Arabia Saudita recorta precio del petróleo

La corporación estatal Saudi Aramco ha ejecutado un drástico ajuste a la baja en sus tarifas de exportación de crudo. Arabia Saudita fijó el precio de venta oficial de su petróleo para los cargamentos con destino a Asia en agosto en 1,50 dólares por barril por debajo del promedio de las referencias regionales de Omán/Dubái.

Este descuento comercial no es un ajuste menor; por el contrario, marca formalmente el nivel de precios más bajo y competitivo ofrecido por el gigante de Oriente Medio desde junio de 2020, en plena parálisis económica provocada por la crisis de la pandemia.

La contundente decisión de la monarquía del Golfo responde de forma directa a un cambio estructural en las condiciones de la oferta física en las terminales portuarias. El Ministerio de Energía saudí y los analistas coinciden en que esta profunda reducción de tarifas se produce tras un marcado y persistente descenso en los mercados de crudo al contado, un fenómeno bajista provocado por el notable aumento de la oferta de hidrocarburos en Oriente Medio durante los últimos meses.

Con un flujo físico de barriles excedentes inundando las rutas logísticas marítimas, Riad ha optado por desplegar su inmenso músculo financiero para abaratar sus precios de referencia, garantizando que sus clientes cautivos en China, India, Japón y Corea del Sur no desvíen sus órdenes de compra hacia proveedores alternativos o competidores regionales.

El incremento del bombeo agregado por parte de varias naciones de la región ha saturado las capacidades de almacenamiento a corto plazo, diluyendo la prima geopolítica que sostenía inflados los precios de los contratos de futuros del Brent y del West Texas Intermediate.

Al fijar el diferencial en 1,50 dólares por debajo del promedio de Omán/Dubái, Saudi Aramco abandona la estrategia de defender el valor nominal del barril a cambio de asegurar la colocación masiva de sus inventarios, asumiendo una reducción temporal en sus márgenes de beneficio operativo neto y en la recaudación fiscal de su presupuesto estatal.

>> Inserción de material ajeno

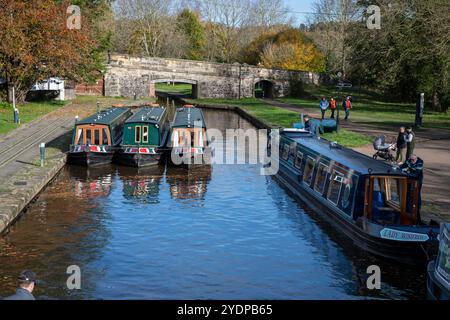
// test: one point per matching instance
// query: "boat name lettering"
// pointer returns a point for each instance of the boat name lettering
(398, 235)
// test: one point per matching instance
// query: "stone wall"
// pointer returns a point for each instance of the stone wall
(129, 76)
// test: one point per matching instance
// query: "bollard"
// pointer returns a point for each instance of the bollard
(42, 153)
(337, 120)
(420, 104)
(16, 115)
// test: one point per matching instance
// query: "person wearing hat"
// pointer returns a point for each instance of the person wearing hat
(410, 139)
(26, 281)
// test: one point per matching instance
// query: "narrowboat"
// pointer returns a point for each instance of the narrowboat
(188, 143)
(96, 138)
(374, 204)
(144, 138)
(438, 282)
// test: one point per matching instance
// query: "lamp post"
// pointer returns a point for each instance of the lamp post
(15, 110)
(42, 153)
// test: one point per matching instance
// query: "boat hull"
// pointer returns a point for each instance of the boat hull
(89, 158)
(190, 159)
(139, 160)
(435, 290)
(407, 252)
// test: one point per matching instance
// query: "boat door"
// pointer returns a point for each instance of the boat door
(391, 200)
(95, 135)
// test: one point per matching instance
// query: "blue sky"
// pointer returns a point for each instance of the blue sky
(301, 6)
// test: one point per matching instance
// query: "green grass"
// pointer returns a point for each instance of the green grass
(371, 110)
(285, 118)
(180, 88)
(27, 112)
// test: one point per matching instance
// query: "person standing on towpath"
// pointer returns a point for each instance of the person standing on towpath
(323, 106)
(26, 281)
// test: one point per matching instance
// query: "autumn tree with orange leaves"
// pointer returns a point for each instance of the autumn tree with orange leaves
(286, 49)
(36, 43)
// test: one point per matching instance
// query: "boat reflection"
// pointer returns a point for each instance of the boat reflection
(91, 182)
(141, 184)
(188, 184)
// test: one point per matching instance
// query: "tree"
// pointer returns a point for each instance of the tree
(330, 28)
(287, 49)
(190, 25)
(36, 44)
(409, 54)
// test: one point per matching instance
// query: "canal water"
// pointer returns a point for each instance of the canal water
(220, 232)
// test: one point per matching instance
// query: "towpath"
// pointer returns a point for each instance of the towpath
(20, 148)
(432, 145)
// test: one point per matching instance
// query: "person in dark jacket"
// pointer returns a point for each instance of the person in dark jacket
(333, 106)
(347, 104)
(26, 280)
(323, 106)
(414, 168)
(401, 146)
(410, 142)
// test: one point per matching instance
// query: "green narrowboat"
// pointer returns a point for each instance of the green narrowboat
(96, 138)
(144, 139)
(188, 142)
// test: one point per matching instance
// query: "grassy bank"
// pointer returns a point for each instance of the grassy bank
(27, 111)
(82, 106)
(285, 118)
(369, 108)
(179, 88)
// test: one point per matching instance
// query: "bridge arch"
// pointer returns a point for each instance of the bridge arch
(194, 84)
(264, 89)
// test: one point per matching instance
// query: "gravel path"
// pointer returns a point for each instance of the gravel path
(432, 145)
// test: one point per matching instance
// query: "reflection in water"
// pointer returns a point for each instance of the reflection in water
(188, 184)
(63, 227)
(91, 182)
(217, 232)
(141, 184)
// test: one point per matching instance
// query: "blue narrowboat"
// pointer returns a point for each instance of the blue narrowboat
(438, 283)
(96, 138)
(144, 139)
(374, 204)
(188, 143)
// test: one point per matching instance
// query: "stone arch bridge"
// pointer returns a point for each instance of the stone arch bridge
(129, 76)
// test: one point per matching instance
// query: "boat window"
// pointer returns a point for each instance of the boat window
(96, 136)
(298, 160)
(137, 134)
(104, 137)
(334, 190)
(145, 134)
(78, 137)
(321, 178)
(390, 201)
(309, 169)
(443, 260)
(285, 152)
(88, 136)
(346, 196)
(293, 148)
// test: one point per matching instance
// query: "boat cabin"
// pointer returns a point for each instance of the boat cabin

Los sectores industriales secundarios de las economías emergentes de la región, fuertemente castigados por los elevados costes fijos de las materias primas y las políticas monetarias restrictivas de los bancos centrales, verán aliviados sus costes de refinación y transporte logístico en el corto plazo.

Esta reducción del precio de la energía no solo inyectará un fuerte dinamismo al Producto Interno Bruto (PIB) manufacturero de los países importadores, sino que contribuirá de forma persistente a moderar los índices de precios al consumidor, otorgando a las autoridades monetarias de Asia un mayor margen de maniobra para flexibilizar las tasas de interés y estimular el consumo interno de sus sociedades.

El gran desafío analítico para las próximas semanas residirá en monitorear la respuesta inmediata del resto de los productores de la OPEP y de los operadores de esquisto en los Estados Unidos. Un crudo saudí sumamente barato en el mercado al contado ejerce una presión insostenible sobre las finanzas públicas de aquellas economías en desarrollo que carecen de la baja estructura de costes de extracción que posee el subsuelo de Riad.

Si la sobreoferta de crudo en Oriente Medio se prolonga durante el tercer trimestre del año, el sector energético global podría verse abocado a una nueva guerra de precios por volumen, obligando a las corporaciones transnacionales a congelar sus presupuestos de inversión en capital fijo y exploración avanzada.

Al deprimir sus tarifas a mínimos de hace seis años para contrarrestar el aumento de la oferta circundante en Oriente Medio, el reino arábigo ratifica su posición como el actor dominante capaz de dictar el ritmo de la transición y la estabilidad energética global.